The current implementation of always rounding down with mulDivDown is safer than using rayDiv and rayMul, as I mentioned, since it will always discredit the user by at most 1 wei, instead of potentially crediting the user by an additional 1 wei. This avoids Denial of Services when pulling assets out of the protocol, such as in claim or withdraw.

etherSky111 commented 2 months ago

Thanks for your detailed explanation.

I agree that finding the perfect solution is really difficult for this issue.

But another better alternative is possible: simply depositing the total debt and withdrawing the remainder dust amount:

I believe this is an excellent alternative, but there is an another side case. Users can have several debt positions to repay so they don't want to withdraw the borrowA tokens in the last.
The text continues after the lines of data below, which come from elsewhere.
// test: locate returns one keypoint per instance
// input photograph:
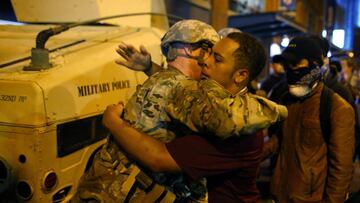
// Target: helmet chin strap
(172, 54)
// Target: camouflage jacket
(146, 111)
(209, 108)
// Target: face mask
(325, 69)
(299, 90)
(302, 81)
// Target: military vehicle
(52, 95)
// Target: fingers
(143, 50)
(121, 62)
(123, 54)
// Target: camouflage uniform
(144, 111)
(208, 108)
(148, 109)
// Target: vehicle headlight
(5, 175)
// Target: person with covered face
(309, 167)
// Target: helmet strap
(173, 53)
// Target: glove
(134, 59)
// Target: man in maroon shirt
(230, 165)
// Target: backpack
(325, 111)
(325, 120)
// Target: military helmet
(225, 31)
(188, 31)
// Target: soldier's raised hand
(134, 59)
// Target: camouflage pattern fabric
(144, 111)
(204, 106)
(209, 108)
(103, 182)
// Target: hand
(112, 115)
(134, 59)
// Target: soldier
(109, 177)
(222, 107)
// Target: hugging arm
(147, 150)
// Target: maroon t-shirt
(230, 166)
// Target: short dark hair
(250, 54)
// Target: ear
(241, 76)
(187, 50)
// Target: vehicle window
(77, 134)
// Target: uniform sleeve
(208, 107)
(340, 151)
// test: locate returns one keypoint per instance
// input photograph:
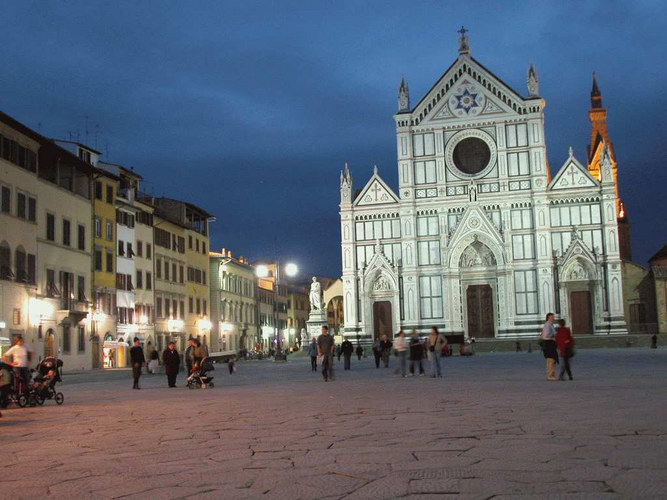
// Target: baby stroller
(43, 387)
(199, 376)
(12, 388)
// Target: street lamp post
(262, 271)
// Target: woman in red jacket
(565, 344)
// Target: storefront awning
(114, 344)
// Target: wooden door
(479, 299)
(49, 347)
(382, 324)
(580, 307)
(96, 352)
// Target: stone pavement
(492, 427)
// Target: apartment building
(233, 302)
(193, 240)
(45, 243)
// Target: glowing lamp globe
(291, 270)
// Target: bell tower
(403, 96)
(600, 154)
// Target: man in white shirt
(548, 338)
(21, 356)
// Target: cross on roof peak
(464, 47)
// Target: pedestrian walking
(154, 363)
(137, 359)
(549, 350)
(188, 355)
(198, 352)
(360, 351)
(325, 349)
(565, 344)
(401, 347)
(385, 350)
(347, 349)
(172, 362)
(416, 354)
(19, 356)
(377, 352)
(312, 352)
(436, 341)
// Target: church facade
(479, 239)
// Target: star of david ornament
(466, 101)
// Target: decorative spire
(403, 96)
(596, 96)
(532, 81)
(345, 178)
(464, 45)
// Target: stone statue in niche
(477, 255)
(381, 285)
(472, 191)
(577, 273)
(315, 295)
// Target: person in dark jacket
(347, 349)
(188, 355)
(312, 352)
(416, 354)
(172, 362)
(385, 350)
(377, 352)
(138, 360)
(565, 344)
(360, 351)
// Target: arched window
(20, 257)
(5, 262)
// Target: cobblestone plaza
(492, 427)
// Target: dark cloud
(250, 109)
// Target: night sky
(250, 109)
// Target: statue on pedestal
(315, 295)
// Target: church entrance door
(382, 319)
(49, 344)
(479, 299)
(580, 305)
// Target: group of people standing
(557, 342)
(322, 350)
(435, 347)
(171, 360)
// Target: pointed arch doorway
(382, 322)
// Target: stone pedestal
(314, 325)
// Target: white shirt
(548, 331)
(399, 344)
(20, 355)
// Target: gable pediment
(475, 225)
(467, 90)
(376, 192)
(467, 99)
(572, 175)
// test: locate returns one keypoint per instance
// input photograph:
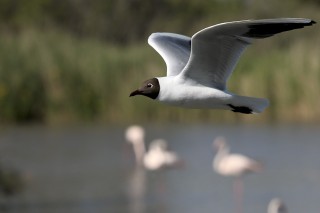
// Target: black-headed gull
(199, 67)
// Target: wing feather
(216, 50)
(173, 48)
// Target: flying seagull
(199, 67)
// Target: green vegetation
(74, 73)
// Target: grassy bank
(53, 77)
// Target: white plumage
(199, 67)
(158, 155)
(229, 164)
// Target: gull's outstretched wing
(173, 48)
(216, 50)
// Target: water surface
(89, 169)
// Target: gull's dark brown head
(150, 88)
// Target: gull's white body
(203, 97)
(199, 67)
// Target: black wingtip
(312, 22)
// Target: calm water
(90, 169)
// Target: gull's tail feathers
(248, 105)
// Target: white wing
(173, 48)
(215, 50)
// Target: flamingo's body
(158, 156)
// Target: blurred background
(67, 68)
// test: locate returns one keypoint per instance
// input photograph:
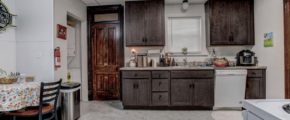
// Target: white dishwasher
(230, 87)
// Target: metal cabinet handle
(117, 69)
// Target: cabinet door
(253, 88)
(135, 23)
(203, 92)
(129, 92)
(241, 22)
(220, 22)
(180, 92)
(155, 23)
(143, 92)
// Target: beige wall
(7, 43)
(77, 10)
(269, 18)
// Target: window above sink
(186, 31)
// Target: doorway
(106, 51)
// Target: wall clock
(5, 17)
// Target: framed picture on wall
(61, 31)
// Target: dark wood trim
(92, 10)
(287, 47)
(170, 107)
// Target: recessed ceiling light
(185, 4)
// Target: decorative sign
(5, 17)
(61, 31)
(268, 39)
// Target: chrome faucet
(185, 62)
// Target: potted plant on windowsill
(184, 50)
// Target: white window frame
(203, 34)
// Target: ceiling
(106, 2)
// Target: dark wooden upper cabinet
(230, 22)
(145, 23)
(220, 18)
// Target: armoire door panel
(112, 46)
(100, 40)
(105, 63)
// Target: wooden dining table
(19, 95)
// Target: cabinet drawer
(136, 74)
(160, 99)
(160, 85)
(160, 74)
(192, 74)
(255, 73)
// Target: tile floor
(112, 110)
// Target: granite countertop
(193, 68)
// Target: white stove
(266, 110)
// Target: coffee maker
(246, 58)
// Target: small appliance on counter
(246, 58)
(142, 60)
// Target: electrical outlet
(38, 54)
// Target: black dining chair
(48, 92)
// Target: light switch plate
(38, 54)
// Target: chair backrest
(49, 92)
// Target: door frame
(286, 10)
(91, 11)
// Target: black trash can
(70, 100)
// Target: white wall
(78, 10)
(34, 33)
(269, 18)
(7, 43)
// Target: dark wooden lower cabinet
(192, 92)
(156, 89)
(256, 84)
(180, 90)
(203, 91)
(136, 92)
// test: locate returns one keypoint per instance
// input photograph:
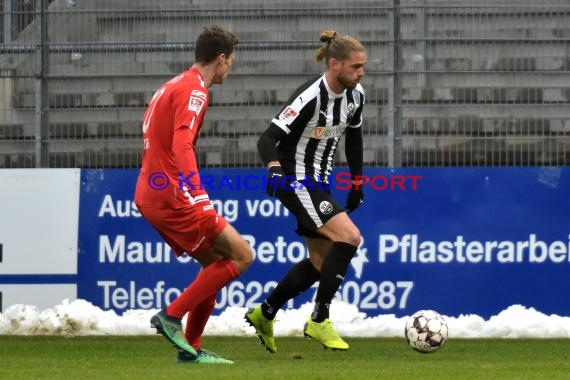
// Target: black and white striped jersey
(314, 120)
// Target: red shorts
(190, 229)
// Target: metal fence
(448, 83)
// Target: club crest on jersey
(197, 100)
(351, 108)
(325, 207)
(288, 114)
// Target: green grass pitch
(151, 357)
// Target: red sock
(214, 277)
(197, 320)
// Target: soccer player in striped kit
(182, 212)
(298, 149)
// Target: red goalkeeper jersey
(169, 176)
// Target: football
(426, 331)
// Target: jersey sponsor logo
(288, 114)
(320, 133)
(197, 100)
(325, 207)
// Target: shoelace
(207, 353)
(329, 332)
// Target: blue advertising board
(458, 240)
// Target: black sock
(333, 271)
(299, 278)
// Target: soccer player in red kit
(180, 210)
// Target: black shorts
(313, 206)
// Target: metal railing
(448, 83)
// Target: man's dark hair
(212, 42)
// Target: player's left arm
(354, 150)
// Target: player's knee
(244, 257)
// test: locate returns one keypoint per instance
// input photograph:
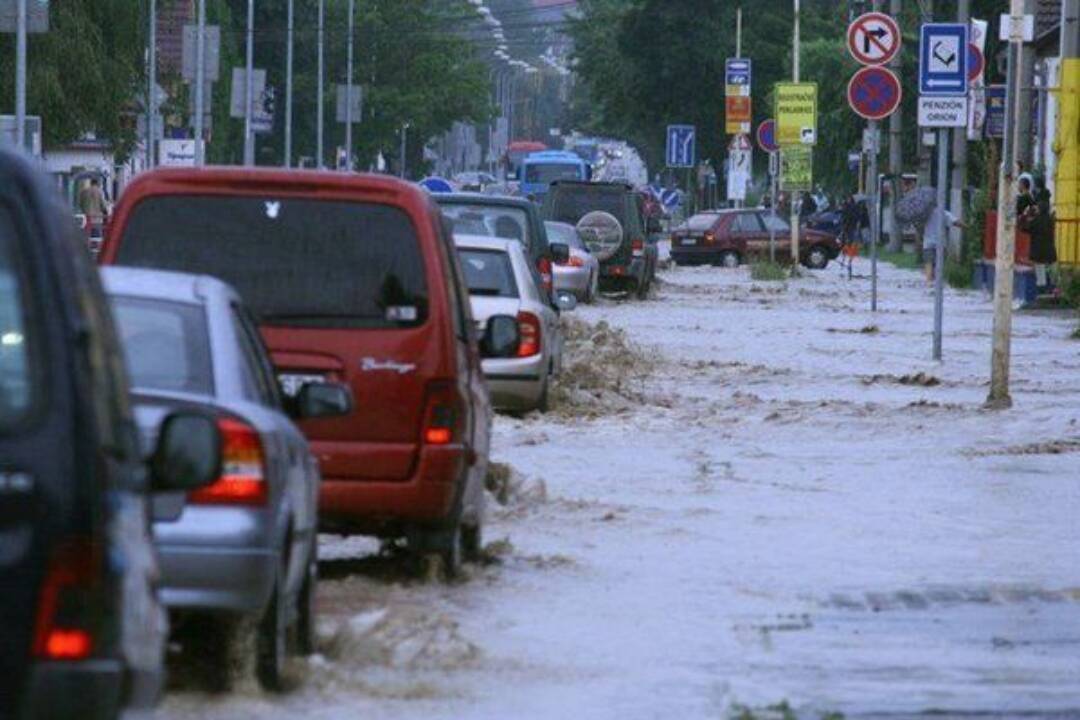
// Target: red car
(730, 238)
(353, 279)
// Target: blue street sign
(737, 71)
(943, 59)
(682, 146)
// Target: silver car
(580, 274)
(242, 548)
(500, 283)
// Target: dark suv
(81, 629)
(629, 266)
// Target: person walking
(1038, 221)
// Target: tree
(83, 73)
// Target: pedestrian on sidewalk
(1038, 221)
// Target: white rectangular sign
(937, 111)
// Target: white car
(501, 283)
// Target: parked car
(580, 275)
(630, 265)
(82, 630)
(500, 284)
(730, 238)
(513, 218)
(243, 547)
(352, 279)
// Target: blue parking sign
(682, 146)
(943, 58)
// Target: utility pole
(348, 93)
(288, 84)
(1001, 349)
(250, 89)
(795, 78)
(151, 82)
(319, 91)
(200, 81)
(895, 144)
(959, 158)
(21, 75)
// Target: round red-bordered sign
(874, 93)
(874, 39)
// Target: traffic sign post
(874, 39)
(682, 146)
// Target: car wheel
(306, 607)
(270, 640)
(472, 541)
(818, 258)
(729, 259)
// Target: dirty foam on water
(757, 493)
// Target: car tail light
(528, 326)
(443, 415)
(243, 469)
(544, 267)
(69, 602)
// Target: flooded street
(760, 497)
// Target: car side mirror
(501, 337)
(188, 454)
(322, 399)
(559, 253)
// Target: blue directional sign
(737, 71)
(682, 146)
(943, 59)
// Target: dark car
(81, 629)
(730, 238)
(243, 547)
(352, 279)
(628, 265)
(510, 218)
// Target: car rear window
(165, 344)
(295, 261)
(16, 378)
(488, 273)
(702, 221)
(571, 204)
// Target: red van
(353, 279)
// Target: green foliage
(769, 272)
(84, 72)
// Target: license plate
(291, 383)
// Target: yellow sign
(796, 113)
(796, 168)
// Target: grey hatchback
(242, 549)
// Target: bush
(768, 272)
All we are discussing are belongs to the fix.

Anyway, this is my last comment and will let the judge to decide.

Thanks again for your time and great explanation.

hansfriese commented 2 months ago

Thank you for your detailed discussion. After reconsideration, I still believe QA is more appropriate given the unlikely scenario and the existing resolution for borrowers.